Si les interfaces se rapprochent de l’humain dans son ensemble, on ne peut mettre de côté ses sentiments et c’est pourquoi à mon sens les principe de design émotionnel et de simplicité seront primordiaux. Dans un monde où la technologie est très présente (parfois trop) le rapport aux émotions devient essentiel. Il en va de même avec un autre principe : plus les innovations seront complexes, plus l’utilisateur aura besoin de messages simples et directs. Il faudra l’amener à une action directe, en vente à l’essentiel et lui simplifier les choix.

QUELLE PLACE POUR LE DESIGNER D’INTERFACE DANS CETTE TRAJECTOIRE À GRANDE VITESSE ?

Face à des interfaces qui tendent à s’effacer et à des technologies qui ne font plus appel à la vue, le designer d’interface a t-il encore sa place ? Je pense que oui. Il faut relativiser la notion d’effacement des interfaces, 80% des informations que nous retenons sont encore visuelles. La vue reste le sens le plus important quand il s’agit de communiquer. Il ne faut pas non plus oublier que l’Homme est un être formé de contradictions. Nous sommes attachés à nos habitudes (il suffit de donner un trackpad à un utilisateur de souris et vice versa pour qu’il le réalise), nous nous méfions toujours de qui est nouveau et pourtant, nous adorons découvrir de nouvelles choses et faire de nouvelles expériences.

TAKE AWAY

De la fiction au réel :
Voir encore plus loin, c’est voir encore plus proche.
Une réduction des interactions visuelles avec l’utilisateur, pour une interaction émotionnelle accentuée : cela traduit à terme une nouvelle recherche de simplicité (Keep It Simple, Stupid!).
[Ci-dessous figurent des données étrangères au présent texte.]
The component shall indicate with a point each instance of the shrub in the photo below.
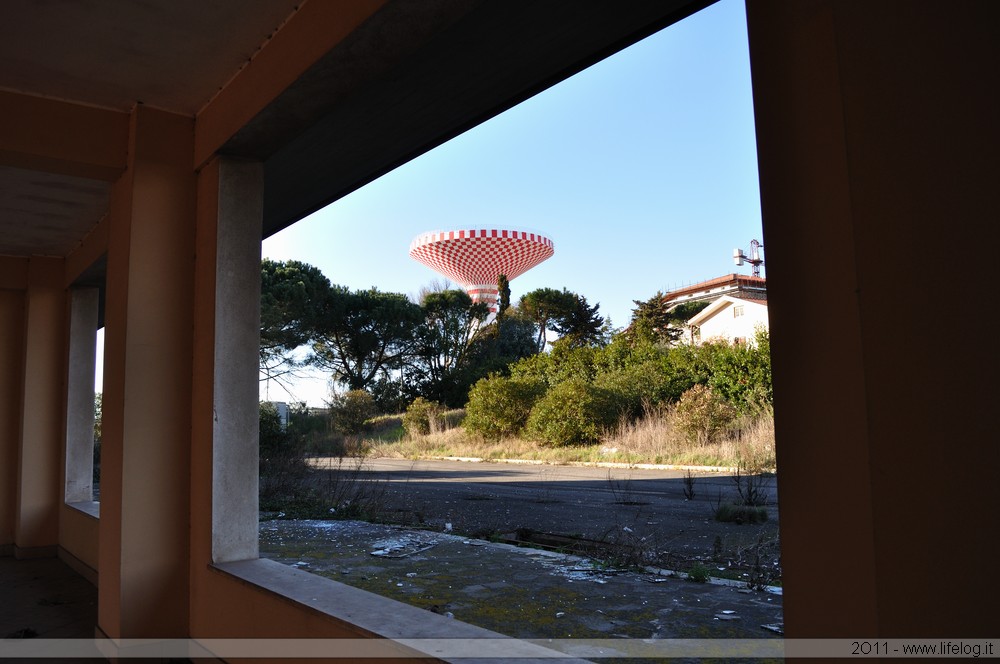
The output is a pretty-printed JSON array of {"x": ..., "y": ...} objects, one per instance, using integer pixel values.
[
  {"x": 350, "y": 410},
  {"x": 282, "y": 455},
  {"x": 572, "y": 412},
  {"x": 740, "y": 514},
  {"x": 500, "y": 406},
  {"x": 421, "y": 416},
  {"x": 699, "y": 573},
  {"x": 645, "y": 384},
  {"x": 702, "y": 414}
]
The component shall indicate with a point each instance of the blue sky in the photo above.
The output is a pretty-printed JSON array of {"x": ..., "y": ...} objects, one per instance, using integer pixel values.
[{"x": 642, "y": 169}]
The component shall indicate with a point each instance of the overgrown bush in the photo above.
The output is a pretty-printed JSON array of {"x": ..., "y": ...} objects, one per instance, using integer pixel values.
[
  {"x": 500, "y": 406},
  {"x": 422, "y": 416},
  {"x": 741, "y": 373},
  {"x": 644, "y": 385},
  {"x": 282, "y": 455},
  {"x": 349, "y": 411},
  {"x": 702, "y": 414},
  {"x": 572, "y": 412}
]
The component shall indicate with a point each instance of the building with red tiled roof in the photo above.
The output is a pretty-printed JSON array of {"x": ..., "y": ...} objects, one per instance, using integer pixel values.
[{"x": 736, "y": 285}]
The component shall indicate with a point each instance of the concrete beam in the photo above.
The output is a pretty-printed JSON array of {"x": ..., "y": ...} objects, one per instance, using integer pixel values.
[
  {"x": 304, "y": 38},
  {"x": 61, "y": 137}
]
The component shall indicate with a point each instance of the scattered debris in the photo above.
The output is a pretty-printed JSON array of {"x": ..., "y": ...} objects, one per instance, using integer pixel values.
[{"x": 401, "y": 547}]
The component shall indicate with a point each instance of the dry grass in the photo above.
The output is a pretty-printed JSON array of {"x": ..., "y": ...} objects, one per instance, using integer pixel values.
[{"x": 652, "y": 439}]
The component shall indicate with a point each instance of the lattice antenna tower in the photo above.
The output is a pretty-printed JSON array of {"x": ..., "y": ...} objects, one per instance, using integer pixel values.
[{"x": 754, "y": 259}]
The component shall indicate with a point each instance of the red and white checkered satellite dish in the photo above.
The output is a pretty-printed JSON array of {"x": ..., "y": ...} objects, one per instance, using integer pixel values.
[{"x": 476, "y": 257}]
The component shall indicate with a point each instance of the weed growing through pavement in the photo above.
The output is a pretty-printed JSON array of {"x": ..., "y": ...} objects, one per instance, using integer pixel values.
[{"x": 688, "y": 485}]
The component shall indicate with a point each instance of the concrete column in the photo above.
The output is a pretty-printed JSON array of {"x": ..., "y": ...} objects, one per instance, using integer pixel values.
[
  {"x": 227, "y": 345},
  {"x": 83, "y": 312},
  {"x": 36, "y": 524},
  {"x": 145, "y": 451},
  {"x": 875, "y": 133},
  {"x": 11, "y": 373}
]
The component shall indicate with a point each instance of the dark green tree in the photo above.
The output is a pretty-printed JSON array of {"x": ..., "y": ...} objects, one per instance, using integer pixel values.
[
  {"x": 545, "y": 307},
  {"x": 503, "y": 290},
  {"x": 451, "y": 322},
  {"x": 581, "y": 325},
  {"x": 497, "y": 346},
  {"x": 292, "y": 297},
  {"x": 363, "y": 334},
  {"x": 659, "y": 321}
]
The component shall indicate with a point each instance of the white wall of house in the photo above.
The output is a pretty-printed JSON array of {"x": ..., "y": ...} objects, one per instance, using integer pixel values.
[{"x": 730, "y": 319}]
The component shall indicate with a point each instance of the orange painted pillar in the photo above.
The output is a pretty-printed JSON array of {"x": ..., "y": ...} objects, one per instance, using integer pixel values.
[
  {"x": 144, "y": 524},
  {"x": 13, "y": 284},
  {"x": 875, "y": 132},
  {"x": 36, "y": 525}
]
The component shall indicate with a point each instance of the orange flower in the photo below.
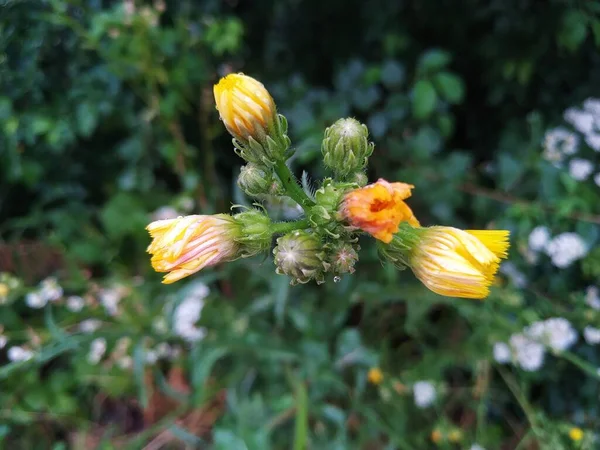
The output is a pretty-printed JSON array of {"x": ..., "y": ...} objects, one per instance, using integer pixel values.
[
  {"x": 185, "y": 245},
  {"x": 379, "y": 208}
]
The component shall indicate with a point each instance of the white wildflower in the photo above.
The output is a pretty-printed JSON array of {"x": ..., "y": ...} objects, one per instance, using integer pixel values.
[
  {"x": 165, "y": 213},
  {"x": 583, "y": 121},
  {"x": 528, "y": 353},
  {"x": 591, "y": 335},
  {"x": 559, "y": 142},
  {"x": 97, "y": 350},
  {"x": 580, "y": 168},
  {"x": 89, "y": 325},
  {"x": 50, "y": 289},
  {"x": 539, "y": 238},
  {"x": 424, "y": 393},
  {"x": 592, "y": 297},
  {"x": 502, "y": 353},
  {"x": 592, "y": 105},
  {"x": 557, "y": 333},
  {"x": 75, "y": 303},
  {"x": 565, "y": 249},
  {"x": 517, "y": 277},
  {"x": 18, "y": 354},
  {"x": 36, "y": 300}
]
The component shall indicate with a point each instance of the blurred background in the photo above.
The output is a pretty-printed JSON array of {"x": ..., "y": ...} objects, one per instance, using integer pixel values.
[{"x": 107, "y": 121}]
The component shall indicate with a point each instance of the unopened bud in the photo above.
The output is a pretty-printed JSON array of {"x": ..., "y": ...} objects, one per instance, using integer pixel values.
[
  {"x": 345, "y": 147},
  {"x": 255, "y": 181},
  {"x": 300, "y": 255},
  {"x": 249, "y": 114},
  {"x": 342, "y": 257},
  {"x": 256, "y": 234}
]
Il reste encore à s’interroger sur les solutions liées à l’inertie humaine et tout autre élément en lien avec l’éthique.

Je n’ai pas peur des ordinateurs.
J’ai peur qu’ils viennent à nous manquer.
Isaac Asimov

Un grand challenge pour le design d’interface : réussir à s’adapter à des innovations qui changent vite et se renouveler. L’ensemble des problématiques annoncent un avenir passionnant, car nous n’avons pas encore toutes les réponses.